Wajah kecewa. Siapapun pasti mendambakan buah hati, namun tak semua pasangan mendapatkan anugerah itu dalam pernikahan mereka.
“Sabar ya…” ucap Raka, duduk di tepi ranjang dan meremas pelan tangan istrinya.
“Apa kita program bayi, atau bayi tabung aja, Mas?” tanya Gendis, lirih. Ia memandang Raka dengan harap, suaranya terdengar penuh kegelisahan.
“Mahal, Dek. Bukan nggak mau, tapi apa salahnya kita nunggu aja? Siapa tahu nanti juga hamil,” jawab Raka, sambil bersandar dan menatap langit-langit kamar seolah mencari keyakinan di sana.
“Udah tiga tahun, Mas. Belum juga. Lihat tetangga tuh, bolak-balik melahirkan aja,” ujar Gendis, nada suaranya mulai meninggi. Matanya berkaca-kaca, menatap perutnya yang masih kosong.
“Beda lah. Mungkin emang rejeki mereka dapet momongan cepet, Dek,” kata Raka sambil mengusap wajahnya dengan kedua tangan. Ia tampak mulai lelah dengan obrolan ini.
“Apa mungkin karena kamu kerja terlalu keras, Mas? Kan kalau kita mau dapetin sperma yang baik, butuh istirahat juga, Mas. Tapi kamu banyak lembur, belum lagi berangkat ke luar kota. Gimana mau bagus, kan?” Gendis menatapnya tajam, nada suaranya terdengar getir.
“Loh, kok kamu jadi gini?” balas Raka, kini mulai menegang. Alisnya naik, bahunya menegang. “Maksud kamu nyalahin aku?”
“Bukan nyalahin, Mas. Tapi kan kata dokter tempo hari itu, kita harus banyak waktu buat sama-sama. Nggak boleh capek atau stres, sampai dia saranin kita buat liburan bareng. Tapi tiap kali kita mau liburan, Mas ada aja dinas luarnya,” jelas Gendis sambil memeluk lututnya, suaranya bergetar.
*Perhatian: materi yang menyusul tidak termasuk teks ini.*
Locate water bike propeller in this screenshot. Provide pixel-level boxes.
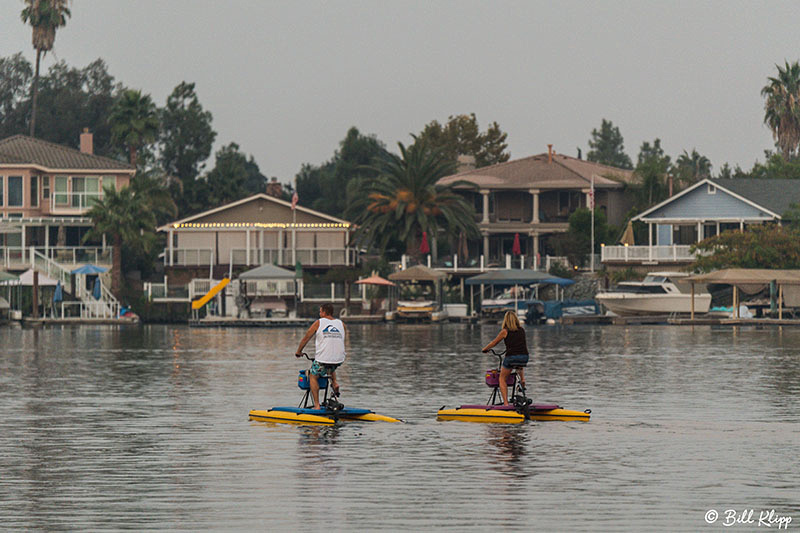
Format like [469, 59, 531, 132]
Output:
[249, 353, 400, 426]
[437, 350, 592, 424]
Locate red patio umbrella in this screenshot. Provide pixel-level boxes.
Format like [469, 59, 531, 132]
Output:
[419, 231, 431, 254]
[511, 233, 522, 255]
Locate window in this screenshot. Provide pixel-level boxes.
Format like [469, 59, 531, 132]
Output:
[8, 176, 22, 207]
[53, 176, 69, 205]
[31, 176, 39, 207]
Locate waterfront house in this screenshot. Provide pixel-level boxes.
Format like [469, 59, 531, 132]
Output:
[158, 193, 357, 283]
[439, 145, 633, 268]
[0, 130, 136, 271]
[601, 179, 800, 268]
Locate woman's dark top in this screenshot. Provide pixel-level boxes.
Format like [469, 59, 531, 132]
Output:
[504, 328, 528, 356]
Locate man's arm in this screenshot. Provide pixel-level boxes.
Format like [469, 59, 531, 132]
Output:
[294, 320, 319, 357]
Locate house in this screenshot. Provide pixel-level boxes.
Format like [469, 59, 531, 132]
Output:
[0, 130, 136, 270]
[439, 145, 633, 267]
[158, 193, 356, 281]
[601, 179, 800, 268]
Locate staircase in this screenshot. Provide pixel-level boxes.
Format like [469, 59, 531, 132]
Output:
[31, 248, 120, 319]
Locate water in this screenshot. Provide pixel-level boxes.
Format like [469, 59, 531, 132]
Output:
[0, 325, 800, 531]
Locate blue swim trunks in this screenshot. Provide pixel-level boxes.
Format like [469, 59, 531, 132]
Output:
[311, 361, 342, 378]
[503, 354, 528, 368]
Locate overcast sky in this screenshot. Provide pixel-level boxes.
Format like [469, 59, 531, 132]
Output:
[0, 0, 800, 182]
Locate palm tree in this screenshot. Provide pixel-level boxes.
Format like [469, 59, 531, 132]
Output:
[355, 142, 478, 255]
[84, 187, 156, 294]
[761, 61, 800, 159]
[21, 0, 72, 137]
[108, 89, 159, 166]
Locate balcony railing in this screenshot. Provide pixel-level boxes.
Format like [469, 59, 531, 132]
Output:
[50, 192, 103, 214]
[0, 246, 112, 268]
[601, 244, 695, 263]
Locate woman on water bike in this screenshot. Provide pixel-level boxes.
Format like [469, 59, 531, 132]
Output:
[483, 311, 528, 405]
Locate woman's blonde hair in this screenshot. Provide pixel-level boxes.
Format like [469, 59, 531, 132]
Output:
[503, 311, 522, 331]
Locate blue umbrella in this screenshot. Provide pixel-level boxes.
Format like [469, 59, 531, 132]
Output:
[53, 281, 64, 303]
[71, 264, 108, 274]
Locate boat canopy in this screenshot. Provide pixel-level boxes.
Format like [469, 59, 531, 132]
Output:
[239, 263, 295, 280]
[464, 269, 575, 286]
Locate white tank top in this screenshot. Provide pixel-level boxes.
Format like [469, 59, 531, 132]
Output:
[314, 318, 345, 365]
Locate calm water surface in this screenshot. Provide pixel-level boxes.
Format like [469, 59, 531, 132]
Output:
[0, 325, 800, 531]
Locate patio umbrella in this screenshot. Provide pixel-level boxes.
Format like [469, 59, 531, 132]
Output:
[419, 231, 431, 254]
[70, 264, 108, 274]
[92, 278, 102, 300]
[53, 281, 64, 303]
[511, 233, 522, 255]
[619, 221, 636, 246]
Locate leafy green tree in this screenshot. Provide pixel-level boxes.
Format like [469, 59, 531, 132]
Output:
[673, 149, 711, 187]
[159, 82, 217, 215]
[205, 143, 248, 205]
[690, 224, 800, 272]
[761, 61, 800, 159]
[586, 119, 633, 169]
[354, 142, 478, 255]
[417, 113, 511, 168]
[84, 187, 157, 294]
[296, 127, 386, 217]
[21, 0, 72, 137]
[0, 52, 33, 133]
[108, 89, 159, 166]
[635, 139, 670, 208]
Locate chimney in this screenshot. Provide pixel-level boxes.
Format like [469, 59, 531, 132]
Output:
[456, 154, 475, 173]
[81, 128, 94, 155]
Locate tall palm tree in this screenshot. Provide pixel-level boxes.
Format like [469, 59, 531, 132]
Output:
[84, 187, 156, 294]
[355, 143, 478, 255]
[108, 89, 159, 166]
[761, 61, 800, 159]
[21, 0, 72, 137]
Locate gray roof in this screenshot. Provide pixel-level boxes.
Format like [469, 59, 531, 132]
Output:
[711, 178, 800, 215]
[0, 135, 134, 171]
[439, 153, 633, 190]
[239, 263, 295, 279]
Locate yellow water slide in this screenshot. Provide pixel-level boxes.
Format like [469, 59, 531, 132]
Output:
[192, 278, 231, 309]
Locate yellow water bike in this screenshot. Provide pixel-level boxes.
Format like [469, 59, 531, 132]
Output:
[250, 353, 400, 426]
[437, 350, 592, 424]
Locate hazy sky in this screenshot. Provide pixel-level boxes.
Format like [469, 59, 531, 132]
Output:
[0, 0, 800, 182]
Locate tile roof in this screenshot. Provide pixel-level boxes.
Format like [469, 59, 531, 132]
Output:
[710, 178, 800, 215]
[439, 153, 633, 189]
[0, 135, 135, 171]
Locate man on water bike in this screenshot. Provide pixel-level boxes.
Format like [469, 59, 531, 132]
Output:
[294, 304, 347, 409]
[483, 311, 528, 405]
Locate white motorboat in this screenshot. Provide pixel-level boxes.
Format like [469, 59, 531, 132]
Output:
[595, 272, 711, 316]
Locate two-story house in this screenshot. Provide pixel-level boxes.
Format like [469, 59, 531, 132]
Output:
[0, 130, 136, 270]
[439, 146, 633, 267]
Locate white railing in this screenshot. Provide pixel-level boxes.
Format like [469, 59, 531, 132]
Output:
[164, 248, 214, 266]
[230, 248, 356, 266]
[601, 244, 695, 263]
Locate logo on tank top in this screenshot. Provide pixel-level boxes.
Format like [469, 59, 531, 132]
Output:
[322, 324, 342, 339]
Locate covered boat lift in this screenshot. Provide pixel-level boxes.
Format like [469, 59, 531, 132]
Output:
[687, 268, 800, 320]
[465, 269, 575, 310]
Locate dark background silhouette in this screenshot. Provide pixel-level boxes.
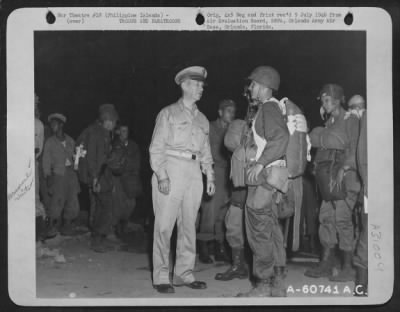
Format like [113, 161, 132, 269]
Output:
[32, 31, 366, 219]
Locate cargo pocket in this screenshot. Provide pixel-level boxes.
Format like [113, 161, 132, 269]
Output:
[246, 185, 273, 214]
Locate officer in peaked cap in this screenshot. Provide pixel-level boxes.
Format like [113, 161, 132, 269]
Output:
[150, 66, 215, 293]
[175, 66, 207, 85]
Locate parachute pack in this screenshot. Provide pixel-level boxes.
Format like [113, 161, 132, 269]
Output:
[224, 98, 308, 187]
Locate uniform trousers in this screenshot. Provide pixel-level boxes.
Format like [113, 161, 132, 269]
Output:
[197, 166, 229, 243]
[152, 156, 203, 285]
[245, 184, 286, 280]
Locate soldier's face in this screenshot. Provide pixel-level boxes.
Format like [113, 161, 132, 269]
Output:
[119, 127, 129, 141]
[50, 119, 62, 134]
[219, 106, 236, 123]
[321, 95, 340, 114]
[249, 80, 268, 100]
[182, 79, 204, 101]
[103, 120, 115, 131]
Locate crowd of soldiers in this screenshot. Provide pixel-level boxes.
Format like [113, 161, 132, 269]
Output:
[37, 66, 368, 297]
[35, 96, 142, 252]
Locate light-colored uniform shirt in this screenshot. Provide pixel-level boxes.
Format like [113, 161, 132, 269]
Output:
[42, 135, 75, 176]
[150, 99, 214, 181]
[35, 118, 44, 158]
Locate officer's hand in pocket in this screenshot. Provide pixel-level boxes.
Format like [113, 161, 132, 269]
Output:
[247, 164, 264, 183]
[207, 181, 215, 196]
[295, 114, 308, 132]
[158, 179, 171, 195]
[46, 176, 54, 195]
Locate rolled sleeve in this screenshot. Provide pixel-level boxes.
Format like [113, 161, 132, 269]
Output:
[343, 116, 360, 169]
[149, 109, 169, 180]
[200, 130, 214, 181]
[257, 104, 289, 166]
[86, 133, 99, 180]
[42, 140, 51, 177]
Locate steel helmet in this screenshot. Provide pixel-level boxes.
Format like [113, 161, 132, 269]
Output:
[248, 66, 281, 91]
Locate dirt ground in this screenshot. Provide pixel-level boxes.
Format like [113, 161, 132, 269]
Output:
[36, 230, 354, 298]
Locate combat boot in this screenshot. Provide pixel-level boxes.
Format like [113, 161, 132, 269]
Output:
[90, 233, 113, 252]
[271, 266, 287, 297]
[198, 241, 213, 264]
[236, 278, 272, 297]
[304, 247, 335, 278]
[214, 241, 229, 263]
[60, 219, 80, 236]
[354, 267, 368, 297]
[215, 248, 249, 281]
[45, 218, 60, 239]
[329, 251, 356, 282]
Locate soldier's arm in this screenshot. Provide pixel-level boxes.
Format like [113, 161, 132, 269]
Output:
[36, 122, 44, 157]
[42, 140, 51, 177]
[149, 109, 169, 181]
[132, 141, 141, 173]
[343, 116, 360, 169]
[200, 122, 214, 181]
[86, 131, 98, 180]
[257, 104, 289, 166]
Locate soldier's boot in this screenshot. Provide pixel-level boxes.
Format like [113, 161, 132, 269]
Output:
[90, 233, 113, 252]
[214, 241, 230, 263]
[60, 219, 80, 236]
[46, 218, 60, 238]
[304, 247, 335, 278]
[198, 241, 213, 264]
[236, 278, 272, 297]
[271, 266, 287, 297]
[215, 248, 249, 281]
[329, 251, 356, 282]
[354, 267, 368, 297]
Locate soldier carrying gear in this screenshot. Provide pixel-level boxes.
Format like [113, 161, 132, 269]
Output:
[305, 84, 360, 282]
[234, 66, 289, 297]
[234, 66, 307, 297]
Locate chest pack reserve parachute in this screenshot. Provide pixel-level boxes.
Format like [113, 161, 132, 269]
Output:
[224, 98, 311, 187]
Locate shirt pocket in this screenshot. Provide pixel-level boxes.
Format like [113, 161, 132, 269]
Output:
[171, 120, 191, 147]
[193, 125, 209, 150]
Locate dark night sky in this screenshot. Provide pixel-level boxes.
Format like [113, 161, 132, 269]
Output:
[35, 31, 366, 149]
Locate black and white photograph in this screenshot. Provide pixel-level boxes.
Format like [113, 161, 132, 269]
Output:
[9, 9, 393, 305]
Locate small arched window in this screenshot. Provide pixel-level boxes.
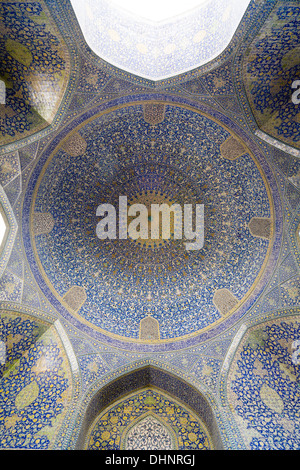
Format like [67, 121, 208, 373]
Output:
[125, 415, 174, 450]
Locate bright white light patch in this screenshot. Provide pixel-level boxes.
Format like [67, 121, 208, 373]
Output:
[108, 0, 207, 22]
[0, 212, 6, 246]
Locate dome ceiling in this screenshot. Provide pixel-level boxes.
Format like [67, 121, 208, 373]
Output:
[22, 100, 282, 350]
[239, 2, 300, 151]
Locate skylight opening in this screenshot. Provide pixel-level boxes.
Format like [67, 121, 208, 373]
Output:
[108, 0, 208, 23]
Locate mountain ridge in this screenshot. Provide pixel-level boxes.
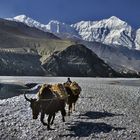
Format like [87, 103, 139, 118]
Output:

“Ini juga buat kamu, kan, uangnya…” potong Raka. Ia berdiri dari duduknya, berjalan mondar-mandir di kamar.
“Ya tapi kan aku mau anak dari Mas. Padahal kita berdua nggak ada yang mandul, Mas. Iya, kan?” Gendis berdiri, menghampiri Raka dan memandangnya dengan mata yang basah.
“Dek, di luar sana ada yang sampai lima belas tahun nggak dikasih keturunan. Mereka happy aja,” jawab Raka sambil mengangkat bahu, berusaha terdengar tenang meski wajahnya tak lagi sabar.
“Apa salahnya sih, Mas, kita liburan? Masa sekali doang? Itupun pas bulan madu…” ucap Gendis, kembali duduk di sudut ranjang. Tangannya masih memegang alat tes kehamilan itu erat, seperti berharap ada keajaiban kalau ia menatapnya lebih lama.
“Aku capek, Dek. Kerjaan aku banyak. Masih bagus aku tiap hari libur ada di rumah, kan?” Raka berseru, kini mulai kehilangan kendali.
“Ya tapi kan sisanya Mas dinas luar. Terus aku mau ikut, tapi kata Mas jangan. Nggak enak sama temen Mas lainnya. Padahal kan kita bisa ngekost tempat lain, Mas,” kata Gendis, pelan. Tapi nadanya sarat luka.
“Bukan nggak mau, tapi emang kondisinya gitu, Dek…” balas Raka, nadanya merendah, mencoba bertahan di sisa kesabarannya.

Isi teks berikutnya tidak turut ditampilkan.